Managing and Analysing Big Data – Part II

This is the second of three blog posts about planning, managing and delivering a ‘big biodata’ project. Here, I share some of my experience and lessons learned in management and analysis – because you can’t have one without the other.


1. Monitor progress – actively!

You need a good structure to monitor progress, particularly if you’re going to have more than 10 samples of experiments. If this is a one-off, use a program that’s well supported at your institute, like FileMakerPro or… Excel (more on this below). If you’re going to do this a lot, think about investing in a LIMS system, as this is better suited to handling things at a high level of detail routinely. Whatever you use, make sure your structure invites active updating – you’ll need to stay on top of things and you don’t want to struggle to find what you need.

2. Excel (with apologies to the bioinformaticians)

Most bioinformaticians would prefer the experimental group not to use Excel for tracking, for very good reasons: Excel provides too much freedom, has extremely annoying (sometimes dangerous) “autocorrect” schemes, fails in weird ways and is often hard to integrate into other data flows. However, it is a pragmatic choice for data entry and project management due to its ubiquity and familiar interface.

Experimental group: before you set up the project tracking in Excel, discuss it with your computational colleagues, perhaps offering a bribe to soften the blow.

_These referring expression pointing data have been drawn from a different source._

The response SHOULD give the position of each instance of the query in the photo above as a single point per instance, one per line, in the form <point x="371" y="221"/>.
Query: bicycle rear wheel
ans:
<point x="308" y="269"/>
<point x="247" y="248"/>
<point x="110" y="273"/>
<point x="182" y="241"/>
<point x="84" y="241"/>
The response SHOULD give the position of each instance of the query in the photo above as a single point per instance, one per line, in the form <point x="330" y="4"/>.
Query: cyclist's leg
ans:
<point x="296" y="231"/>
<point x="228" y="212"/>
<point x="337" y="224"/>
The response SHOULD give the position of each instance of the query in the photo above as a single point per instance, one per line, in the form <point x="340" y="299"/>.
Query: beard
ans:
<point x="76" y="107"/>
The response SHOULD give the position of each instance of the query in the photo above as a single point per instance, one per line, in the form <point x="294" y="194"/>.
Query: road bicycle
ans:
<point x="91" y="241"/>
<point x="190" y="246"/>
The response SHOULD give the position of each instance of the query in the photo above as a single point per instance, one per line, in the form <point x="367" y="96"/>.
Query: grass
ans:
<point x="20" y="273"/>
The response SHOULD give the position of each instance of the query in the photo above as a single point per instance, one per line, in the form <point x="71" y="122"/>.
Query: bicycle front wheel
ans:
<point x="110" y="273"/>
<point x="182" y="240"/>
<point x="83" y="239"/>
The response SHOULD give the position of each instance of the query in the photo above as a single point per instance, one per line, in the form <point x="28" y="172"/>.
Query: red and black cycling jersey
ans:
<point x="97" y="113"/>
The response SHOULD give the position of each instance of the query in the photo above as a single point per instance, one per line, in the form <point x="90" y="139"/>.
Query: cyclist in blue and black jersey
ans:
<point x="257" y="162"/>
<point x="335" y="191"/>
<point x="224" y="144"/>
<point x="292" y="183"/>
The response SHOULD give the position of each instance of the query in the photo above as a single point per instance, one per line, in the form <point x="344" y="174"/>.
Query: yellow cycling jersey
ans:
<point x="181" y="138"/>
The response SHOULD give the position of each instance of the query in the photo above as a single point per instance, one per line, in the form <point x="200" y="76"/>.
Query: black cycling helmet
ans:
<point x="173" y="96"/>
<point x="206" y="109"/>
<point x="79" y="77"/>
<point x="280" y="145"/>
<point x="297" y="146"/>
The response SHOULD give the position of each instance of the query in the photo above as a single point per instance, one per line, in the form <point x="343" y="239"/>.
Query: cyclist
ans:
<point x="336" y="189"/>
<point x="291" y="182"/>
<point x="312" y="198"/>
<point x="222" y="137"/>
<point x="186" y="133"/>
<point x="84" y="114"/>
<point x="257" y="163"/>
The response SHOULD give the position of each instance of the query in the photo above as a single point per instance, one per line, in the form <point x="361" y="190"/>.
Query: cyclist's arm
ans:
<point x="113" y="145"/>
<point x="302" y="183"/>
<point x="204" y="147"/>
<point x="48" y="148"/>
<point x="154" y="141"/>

It will help if the Excel form template comes out of discussions with both groups, and bioinformaticians can set up drop-downs with fixed text where possible and use Excel’s data entry restrictions to (kind of) bullet proof it.

One important thing with Excel: NEVER use formatting or colour to be the primary store of meaning. It is extremely hard to extract this information from Excel into other schemes. Also, two things might look the same visually (say, subtly different shades of red), but are computationally as different as red and blue. When presentation matters (often to show progress against targets), you or your colleagues can (pretty easily) knock up a pivot table/Excel formula/visual basic solution to turn basic information (one type in each column) into a visually appealing set of summaries.

3. Remember planning?

When you planned the project (you did plan, right?), you decided on which key confounders and metadata to track. So here’s where you set things up to track them, and anything else that’s easy and potentially useful. What’s potentially useful? It’s hard to say. Even if things look trivial, they (a) might not be and (b) could be related to something complex that you can’t track. You will thank yourself later for tracking things when you regress this out. 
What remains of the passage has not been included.